Many people have never meditated or had no experience with mindfulness, and have minimal sense of the value that it may have for them. But there are also many people who have meditated and found it valuable, and have some sort of sense that, “I’d like to have it be more a part of my life”, but aren’t doing as much of it as we would like.
A common saying about physical exercise is: if a person wants to do more of it but they feel they don’t have time for it, the real issue is often not lack of time but that doing it feels uncomfortable. The same is often true about meditation. When this happens, since meditation is “just being ourselves, except more so”, the question becomes, why would it feel uncomfortable to simply sit with and face ourselves – and, maybe more importantly, what can we do about it?
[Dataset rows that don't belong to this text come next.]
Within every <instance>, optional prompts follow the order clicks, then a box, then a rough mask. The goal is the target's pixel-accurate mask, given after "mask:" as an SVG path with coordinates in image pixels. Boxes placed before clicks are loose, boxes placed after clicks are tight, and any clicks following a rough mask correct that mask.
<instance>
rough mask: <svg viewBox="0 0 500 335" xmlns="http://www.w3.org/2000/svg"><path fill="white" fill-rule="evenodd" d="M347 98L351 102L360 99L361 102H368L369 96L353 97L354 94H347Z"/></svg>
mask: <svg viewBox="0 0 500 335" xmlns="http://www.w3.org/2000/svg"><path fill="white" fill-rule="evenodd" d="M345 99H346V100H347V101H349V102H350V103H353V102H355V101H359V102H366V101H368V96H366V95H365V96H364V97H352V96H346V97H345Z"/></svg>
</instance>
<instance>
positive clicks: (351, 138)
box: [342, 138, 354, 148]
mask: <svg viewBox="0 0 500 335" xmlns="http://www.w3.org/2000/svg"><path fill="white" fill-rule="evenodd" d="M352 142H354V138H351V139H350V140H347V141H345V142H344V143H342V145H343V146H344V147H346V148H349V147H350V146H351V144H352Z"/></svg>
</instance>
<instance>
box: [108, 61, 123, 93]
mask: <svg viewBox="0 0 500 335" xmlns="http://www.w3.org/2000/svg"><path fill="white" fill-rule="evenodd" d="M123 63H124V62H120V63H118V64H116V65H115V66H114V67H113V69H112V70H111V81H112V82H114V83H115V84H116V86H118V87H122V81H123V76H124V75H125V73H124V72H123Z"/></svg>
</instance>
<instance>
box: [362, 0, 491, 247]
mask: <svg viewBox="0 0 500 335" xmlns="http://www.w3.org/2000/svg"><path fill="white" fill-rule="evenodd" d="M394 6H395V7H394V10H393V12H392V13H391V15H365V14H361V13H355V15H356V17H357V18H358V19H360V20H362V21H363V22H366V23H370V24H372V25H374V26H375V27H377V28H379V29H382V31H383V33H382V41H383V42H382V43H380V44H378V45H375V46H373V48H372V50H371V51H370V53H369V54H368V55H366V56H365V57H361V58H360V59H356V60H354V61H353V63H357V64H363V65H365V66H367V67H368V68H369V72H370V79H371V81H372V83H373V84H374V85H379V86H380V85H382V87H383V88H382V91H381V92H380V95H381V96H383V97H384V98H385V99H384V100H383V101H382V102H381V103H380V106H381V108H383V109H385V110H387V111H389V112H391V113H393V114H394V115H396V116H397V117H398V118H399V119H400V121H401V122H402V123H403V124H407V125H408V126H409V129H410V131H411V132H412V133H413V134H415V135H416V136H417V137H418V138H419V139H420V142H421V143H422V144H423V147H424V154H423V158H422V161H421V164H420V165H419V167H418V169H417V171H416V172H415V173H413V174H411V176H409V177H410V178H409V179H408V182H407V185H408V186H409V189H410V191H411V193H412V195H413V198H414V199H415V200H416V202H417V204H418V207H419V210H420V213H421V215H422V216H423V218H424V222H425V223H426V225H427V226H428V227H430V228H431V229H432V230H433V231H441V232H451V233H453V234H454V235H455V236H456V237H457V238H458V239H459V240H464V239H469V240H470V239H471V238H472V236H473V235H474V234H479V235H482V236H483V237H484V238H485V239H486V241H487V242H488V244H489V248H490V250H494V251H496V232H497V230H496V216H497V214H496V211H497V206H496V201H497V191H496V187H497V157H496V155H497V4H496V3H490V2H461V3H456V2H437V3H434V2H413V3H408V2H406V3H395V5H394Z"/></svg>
Sometimes an uncomfortable experience of meditating, of tuning in to day-to-day mindful presence, or, perhaps more often, the experience of avoiding them may have some wisdom and guidance to provide us. And that insight often comes in one of two different flavors:
- External life – is our discomfort indicating to us that there is something that it would be helpful for us to handle in our life? Meditating may feel more comfortable after we clean off our desk or do the laundry. Perhaps we are antsy because of a phone call or conversation that we’ve been putting off, or an even larger life change that is calling to us.
- Inner life – sometimes when it is difficult to tolerate how it feels to sit down to meditate, it is because our meditation has been marked by grinding with self-criticism and expectations of perfection, and the solution is to bring more warm-heartedness friendliness to ourselves. At such times, it can be helpful to bring more of a sense of acceptance, patience, spaciousness, allowing, and forgiveness to ourselves.
The great psychologist Carl Rogers said that happiness is having a close correlation between who we want to be in life and who we are being, and unhappiness is having a gap between the two. To lessen a gap, he suggested, we can both raise up reality by behaving more in line with our goals and standards for ourselves, and also lower the ideal being more compassionate and realistic with ourselves.
So, if you are wanting to meditate more in your life and have “just not been finding the time”, it could be that crossing off some important things on your to-do list first may make it easier to slide into finding more motivation, and it could be that bringing some more warm-hearted friendliness and ease to yourself may do the same too.